Gdyński PKS w końcu się ugiął. - W tym roku ostatnią szóstkę wywracamy do góry nogami – poinformował przewoźnik na Facebooku. Nie wyjaśnił jednak przyczyn takiego kroku. Za to komentujący decyzję nie zostawiają na niej suchej nitki. Internet zalały drwiny, a „wywrócenie” ostatniej szóstki odbiło się echem nawet w zagranicznych mediach.

Sprzeciw wobec modernizacji linii kolejowej na Hel

Tymczasem znacznie poważniejszym problemem okazuje się sprzeciw mieszkańców i samorządowców wobec planu modernizacji linii kolejowej biegnącej w kierunku Helu. W wariantowych planach jest elektryfikacja trasy, budowa mijanej i – przynajmniej na pewnych odcinkach – dobudowa drugiego toru. Efektem byłoby zwiększenie częstotliwości relacji, a więc poprawienie warunków podróżowania pociągiem, a w konsekwencji zmniejszenie liczby samochodów. Obecnie w jedynym i drugim przypadku podróż jest męczarnią. Pociągi są skrajnie przepełnione i niepunktualne. Z kolei samochody w sezonie letnim grzęzną na półwyspie w kilometrowych korkach.

Jednak wobec modernizacji linii mającej skutkować zwiększeniem liczby pociągów sprzeciwiają się samorządowcy i mieszkańcy. – Poszerzenie linii o drugi tor budzi wiele wątpliwości i kontrowersji – poinformowali w rezolucji radni Gminy Jastarnia. Argumentowali, że większa liczba pociągów jest dla mieszkających w sąsiedztwie torów nie do zaakceptowania, a inwestycja byłaby kolosalną ingerencją w środowisko. – Od lat bronimy naszej tożsamości etnicznej i wyjątkowości naszego położenia.
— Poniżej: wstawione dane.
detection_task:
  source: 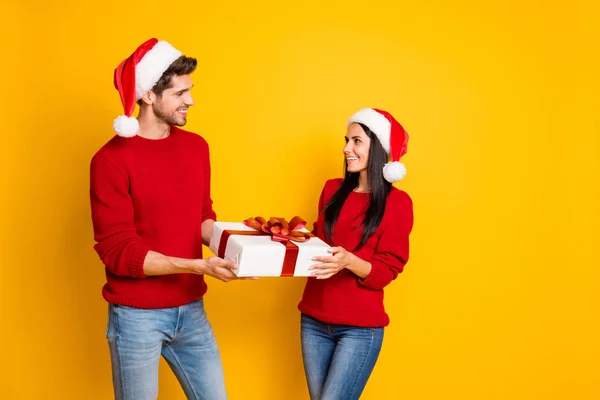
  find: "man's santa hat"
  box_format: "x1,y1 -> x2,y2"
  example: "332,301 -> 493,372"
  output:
112,38 -> 182,137
346,108 -> 409,183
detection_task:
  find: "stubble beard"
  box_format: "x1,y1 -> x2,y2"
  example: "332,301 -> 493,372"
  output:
153,100 -> 186,127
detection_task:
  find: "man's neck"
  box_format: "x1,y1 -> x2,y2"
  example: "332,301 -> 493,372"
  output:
137,108 -> 171,140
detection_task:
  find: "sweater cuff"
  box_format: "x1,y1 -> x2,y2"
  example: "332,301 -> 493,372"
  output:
202,211 -> 217,223
358,262 -> 385,290
130,245 -> 149,278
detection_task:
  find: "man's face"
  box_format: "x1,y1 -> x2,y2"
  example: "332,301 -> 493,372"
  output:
153,74 -> 194,126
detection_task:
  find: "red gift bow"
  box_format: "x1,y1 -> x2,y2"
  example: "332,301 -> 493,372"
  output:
243,216 -> 312,243
217,216 -> 314,277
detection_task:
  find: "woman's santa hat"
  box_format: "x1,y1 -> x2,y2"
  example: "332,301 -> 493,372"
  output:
112,38 -> 182,137
346,108 -> 409,183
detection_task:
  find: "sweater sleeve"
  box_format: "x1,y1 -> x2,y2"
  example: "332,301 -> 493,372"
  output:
311,178 -> 342,237
89,154 -> 150,278
201,142 -> 217,222
311,183 -> 327,235
358,191 -> 414,290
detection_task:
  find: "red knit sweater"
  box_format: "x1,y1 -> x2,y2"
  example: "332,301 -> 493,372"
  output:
298,178 -> 414,327
89,127 -> 216,308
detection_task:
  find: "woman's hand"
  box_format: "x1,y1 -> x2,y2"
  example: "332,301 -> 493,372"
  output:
309,246 -> 370,279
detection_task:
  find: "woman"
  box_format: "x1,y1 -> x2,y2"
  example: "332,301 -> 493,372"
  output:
298,108 -> 414,400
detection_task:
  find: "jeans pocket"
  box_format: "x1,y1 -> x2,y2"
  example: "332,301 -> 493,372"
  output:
371,327 -> 384,341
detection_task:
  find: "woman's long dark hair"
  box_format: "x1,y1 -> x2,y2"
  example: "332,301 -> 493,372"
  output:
323,123 -> 392,250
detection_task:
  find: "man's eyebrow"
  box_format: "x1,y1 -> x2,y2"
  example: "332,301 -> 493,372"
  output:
173,84 -> 194,92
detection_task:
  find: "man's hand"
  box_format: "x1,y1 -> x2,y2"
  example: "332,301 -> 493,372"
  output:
201,256 -> 259,282
202,256 -> 238,282
142,250 -> 257,280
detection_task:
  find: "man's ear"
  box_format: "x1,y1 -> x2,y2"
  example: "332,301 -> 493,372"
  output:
140,91 -> 156,105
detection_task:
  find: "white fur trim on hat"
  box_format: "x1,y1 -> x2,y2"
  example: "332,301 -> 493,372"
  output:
134,41 -> 182,99
383,161 -> 406,183
113,115 -> 140,137
346,108 -> 392,153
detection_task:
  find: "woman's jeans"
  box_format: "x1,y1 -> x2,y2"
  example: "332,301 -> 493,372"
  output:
301,313 -> 384,400
106,298 -> 227,400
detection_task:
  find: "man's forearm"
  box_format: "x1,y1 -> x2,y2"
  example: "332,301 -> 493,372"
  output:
141,219 -> 215,276
202,219 -> 215,247
143,250 -> 206,276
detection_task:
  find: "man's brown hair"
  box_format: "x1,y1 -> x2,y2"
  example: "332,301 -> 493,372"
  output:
137,56 -> 197,104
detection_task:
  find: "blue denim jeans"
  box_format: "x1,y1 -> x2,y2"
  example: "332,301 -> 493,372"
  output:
106,298 -> 227,400
300,313 -> 384,400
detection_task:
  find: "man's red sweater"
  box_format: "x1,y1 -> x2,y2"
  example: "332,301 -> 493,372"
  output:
298,178 -> 414,327
89,127 -> 216,308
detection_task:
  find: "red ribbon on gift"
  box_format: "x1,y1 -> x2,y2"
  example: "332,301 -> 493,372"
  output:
217,216 -> 313,277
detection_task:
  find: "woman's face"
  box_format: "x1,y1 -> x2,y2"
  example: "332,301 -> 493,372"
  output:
344,123 -> 371,174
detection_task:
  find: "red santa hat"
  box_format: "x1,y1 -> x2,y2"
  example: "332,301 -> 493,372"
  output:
112,38 -> 182,137
346,108 -> 409,183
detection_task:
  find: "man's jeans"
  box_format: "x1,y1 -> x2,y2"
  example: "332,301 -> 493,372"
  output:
301,313 -> 384,400
106,298 -> 227,400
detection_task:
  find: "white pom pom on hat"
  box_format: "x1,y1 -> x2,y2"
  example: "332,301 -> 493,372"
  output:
112,38 -> 182,137
346,108 -> 409,183
113,115 -> 140,138
383,161 -> 407,182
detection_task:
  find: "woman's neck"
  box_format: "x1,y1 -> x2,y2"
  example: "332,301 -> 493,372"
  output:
354,171 -> 371,192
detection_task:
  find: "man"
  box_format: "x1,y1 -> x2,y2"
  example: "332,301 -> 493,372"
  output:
89,38 -> 245,400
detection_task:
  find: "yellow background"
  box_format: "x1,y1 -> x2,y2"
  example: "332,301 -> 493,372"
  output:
1,0 -> 598,399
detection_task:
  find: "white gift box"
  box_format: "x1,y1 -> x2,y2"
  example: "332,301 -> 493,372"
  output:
212,221 -> 331,277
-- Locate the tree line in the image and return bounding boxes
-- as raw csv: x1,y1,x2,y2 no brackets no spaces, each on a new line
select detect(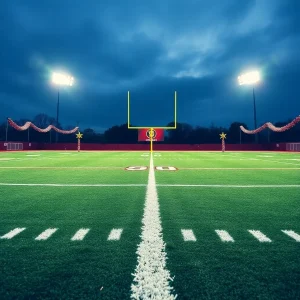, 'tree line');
0,113,299,144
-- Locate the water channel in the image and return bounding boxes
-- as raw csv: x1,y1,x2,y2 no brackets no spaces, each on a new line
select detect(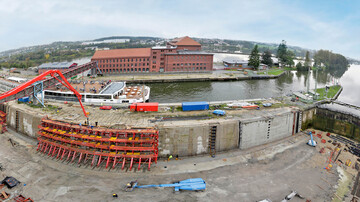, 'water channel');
148,65,360,106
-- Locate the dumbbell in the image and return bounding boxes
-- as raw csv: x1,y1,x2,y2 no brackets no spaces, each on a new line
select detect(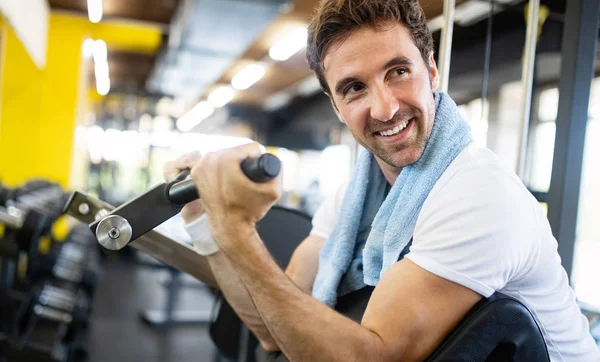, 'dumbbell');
0,184,18,207
0,206,49,259
0,206,51,294
54,252,99,293
33,284,93,331
39,285,77,312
Nie znajdując uzasadnienia dla realizacji tak ogromnej inwestycji, wyrażamy stanowczy sprzeciw przeciw planowanej rozbudowie linii kolejowej na odcinku przebiegającym przez gminą Jastarnia – stwierdzili radni.
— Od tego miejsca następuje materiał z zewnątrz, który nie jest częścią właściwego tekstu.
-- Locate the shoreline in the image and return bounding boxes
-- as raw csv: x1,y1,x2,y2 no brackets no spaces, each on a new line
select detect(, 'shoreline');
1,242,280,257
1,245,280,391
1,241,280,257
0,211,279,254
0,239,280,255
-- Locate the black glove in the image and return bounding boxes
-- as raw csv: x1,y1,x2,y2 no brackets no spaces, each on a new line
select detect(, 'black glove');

Tymczasem rozbudowa linii miałaby pozwolić na docieranie do Helu większej liczby pociągów dalekobieżnych. Obecnie na Hel jeździ się głównie po przesiadce m.in. w Trójmieście do pociągów regionalnych. Przy tym drugi tor na trasie przez półwysep to nie wszystko. Analizowana jest również budowa nowych przystanków: Reda Ciechocino, Smolno, Władysławowo Południe, Chałupy Kemping, Kuźnica Wschód, Jastarnia Wschód, Hel Bór.

Lokalne protesty przeciwko rozbudowie kolei na Hel mogą jeszcze przez lata hamować odkorkowanie półwyspu, przez co ucierpią zarówno turyści, jak i mieszkańcy. Władze Jastarni proponują zamiast w kolej, inwestować w budowę nowej drogi, która miałaby pobiec nad wodami Zatoki Puckiej. Jest to jednak rozwiązanie mało realne, przede wszystkim ze względu na koszty.

Hel

Przed sezonem urlopowym perspektywa podróży na Hel budzi emocje zarówno mieszkańców Półwyspu, jak i planujących tam wakacje wczasowiczów. W ostatnich kilkudziesięciu godzinach przez media przetoczyła się elektryzująca informacja o przyczynie zmiany numeru popularnej linii autobusowej PKS Gdynia kursującej na Hel. Dotychczasowy numer 666 zmieniono na 669, ponieważ trzy szóstki miały kojarzyć się z satanizmem i piekłem.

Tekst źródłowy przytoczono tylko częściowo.